Escape from Memory
- First edition
- Author: Margaret Peterson Haddix
- Language: English
- Publisher: Simon & Schuster
- Publication date: 2003
- Publication place: United States
- Pages: 220
- ISBN: 978-0-689-85421-7

= Escape from Memory =

2003 novel by Margaret Peterson Haddix

Escape from Memory is a young adult novel by Margaret Peterson Haddix. It was published in 2003 by Simon & Schuster.

== Plot summary ==
Kira Landon is a fifteen-year-old girl whose life has been completely normal until her friends talk her into being hypnotized. She finds herself revealing things about a past that she never knew, remembering her mother carrying her through war-torn cobblestone streets while speaking a foreign language. Kira's best friend Lynne pushes her to investigate, but before they can find out anything, Mrs. Landon disappears. That evening, a strange woman shows up at Kira's house, saying that she is her "Aunt Memory".

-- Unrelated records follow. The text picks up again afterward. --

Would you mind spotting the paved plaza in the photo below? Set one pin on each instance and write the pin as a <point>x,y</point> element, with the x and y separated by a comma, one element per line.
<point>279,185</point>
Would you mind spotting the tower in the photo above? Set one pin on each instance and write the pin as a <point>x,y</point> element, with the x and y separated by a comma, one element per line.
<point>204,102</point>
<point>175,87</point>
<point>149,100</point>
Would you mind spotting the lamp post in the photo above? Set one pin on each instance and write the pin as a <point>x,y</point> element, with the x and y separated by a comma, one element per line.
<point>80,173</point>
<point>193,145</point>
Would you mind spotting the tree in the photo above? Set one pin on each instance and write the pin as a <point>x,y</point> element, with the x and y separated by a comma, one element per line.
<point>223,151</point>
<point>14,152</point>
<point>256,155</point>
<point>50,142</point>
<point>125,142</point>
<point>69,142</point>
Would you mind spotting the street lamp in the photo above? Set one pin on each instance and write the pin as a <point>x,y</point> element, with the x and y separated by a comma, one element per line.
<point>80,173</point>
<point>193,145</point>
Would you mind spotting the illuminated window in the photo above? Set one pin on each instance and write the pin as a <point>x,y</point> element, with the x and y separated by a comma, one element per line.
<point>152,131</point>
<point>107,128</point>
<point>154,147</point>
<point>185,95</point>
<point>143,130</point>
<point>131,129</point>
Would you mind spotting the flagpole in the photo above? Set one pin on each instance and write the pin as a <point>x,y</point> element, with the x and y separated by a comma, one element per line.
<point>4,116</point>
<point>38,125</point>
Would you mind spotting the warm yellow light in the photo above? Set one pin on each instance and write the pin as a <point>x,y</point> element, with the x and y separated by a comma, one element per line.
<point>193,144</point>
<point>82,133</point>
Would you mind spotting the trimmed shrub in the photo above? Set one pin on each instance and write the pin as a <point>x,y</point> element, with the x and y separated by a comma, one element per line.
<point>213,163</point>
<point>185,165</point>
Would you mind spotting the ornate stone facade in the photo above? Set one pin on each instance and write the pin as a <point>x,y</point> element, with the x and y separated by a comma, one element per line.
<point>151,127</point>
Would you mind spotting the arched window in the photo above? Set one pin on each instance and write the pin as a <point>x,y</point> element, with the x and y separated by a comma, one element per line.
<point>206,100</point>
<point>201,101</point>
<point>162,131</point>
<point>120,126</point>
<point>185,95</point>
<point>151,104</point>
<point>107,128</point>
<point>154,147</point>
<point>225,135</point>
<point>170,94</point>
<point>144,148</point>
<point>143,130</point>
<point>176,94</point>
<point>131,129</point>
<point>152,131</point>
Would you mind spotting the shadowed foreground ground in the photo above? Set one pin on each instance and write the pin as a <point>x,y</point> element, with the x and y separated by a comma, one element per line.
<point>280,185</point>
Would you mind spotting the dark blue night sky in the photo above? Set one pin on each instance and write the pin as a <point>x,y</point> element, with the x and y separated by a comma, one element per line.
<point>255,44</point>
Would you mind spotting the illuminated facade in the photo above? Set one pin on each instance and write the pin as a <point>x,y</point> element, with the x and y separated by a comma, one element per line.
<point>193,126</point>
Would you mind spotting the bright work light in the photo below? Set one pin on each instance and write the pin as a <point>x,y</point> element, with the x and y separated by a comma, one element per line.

"Aunt Memory" takes Kira to Crythe, a land where people are trained from childhood to remember everything that ever happens to them. Kira soon discovers that not only is her mother a prisoner in Crythe, but that many people are not who they claim to be. Mrs. Landon is actually Kira's real Aunt Memory, and the woman who had called herself "Aunt Memory" is actually Rona Cummins, an old enemy of Kira's parents who tries to obtain her parents' secrets. As Rona keeps raising the stakes, Kira must find a way to save Lynne, Mrs. Landon, and herself, as well as her parents' memories.

== Awards ==
Escape From Memory has won several book awards, including:
- A Junior Library Guild Selection, 2003
- A New York Public Library Book for the Teen Age, 2004
- Golden Duck Award (Eleanor Cameron) Middle Grades Winner, 2004

== Historical References ==
- The Russian journalist "S." (Solomon Shereshevsky) is given a fictional connection to Crythe, although he was a real person.